Both local and international organizations have called Brazilian authorities to protect the Yanomami community from organized crime’s systemic violence. (Photo: Sam valadi, Flickr, License)

By Julett Pineda

Brazil authorized on Monday the deployment of a special task force to protect the Yanomami indigenous community after illegal miners searching for gold repeatedly entered native lands in the Amazon and attacked the tribe. 

Minister of Justice Anderson Torres signed an order authorizing agents from the National Security Force to operate in the northern state of Roraima, bordering Venezuela, to support officials from Brazil’s indigenous authority Funai. 

The task force has been instructed to preserve public order and protect the people of the Yanomami reservation and their heritage under a 90-days renewable mandate. 

Brazilian authorities did not specify the size of the task force. 

The Yanomami community accounts for a population of some 38,000 people distributed in a land of approximately 96,000 square kilometers across the Brazilian states of Amazonas and Roraima and part of southern Venezuela. 

Its inhabitants have endured a longstanding conflict with illegal miners, some of them linked to organized crime, whose practices in the Amazon have resulted in the deforestation of Yanomami territory.

The police deployment comes after a ruling issued by Brazil’s Supreme Court last month, urging federal authorities to adopt urgent measures that protect the indigenous population living in the area.

Since May, the Hutukara Yanomami Association, a local NGO advocating for the rights of the Yanomami people, has recorded five attacks conducted by illegal miners.

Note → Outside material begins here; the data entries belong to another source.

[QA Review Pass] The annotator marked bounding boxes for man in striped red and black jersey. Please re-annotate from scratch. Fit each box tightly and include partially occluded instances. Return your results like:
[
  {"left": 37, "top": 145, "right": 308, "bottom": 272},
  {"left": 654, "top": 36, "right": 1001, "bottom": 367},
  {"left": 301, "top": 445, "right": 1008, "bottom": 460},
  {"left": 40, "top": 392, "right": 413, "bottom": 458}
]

On 14 May, two Yanomami children drowned amid the chaos after wildcat miners encroached on their land. Two days later, the NGO reported, a group of armed miners distributed in 15 boats approached the same community and clashed with its inhabitants. The association said that one indigenous man and four miners were injured and that the attackers reportedly fired tear gas at the village. 

Both local and international organizations have called Brazilian authorities to protect the Yanomami community from organized crime’s systemic violence. 

Last month, Amazon Watch's Executive Director Leila Salazar-López criticized Brazilian authorities for remaining silent while illegal miners attacked villagers with gunshots and tear gas. 

Similarly, the Inter-American Commissioner for Human Rights and the United Nations High Commissioner's Regional Office for South America urged Brazil to protect the Yanomami, but also the Munduruku indigenous peoples amid the escalating violence.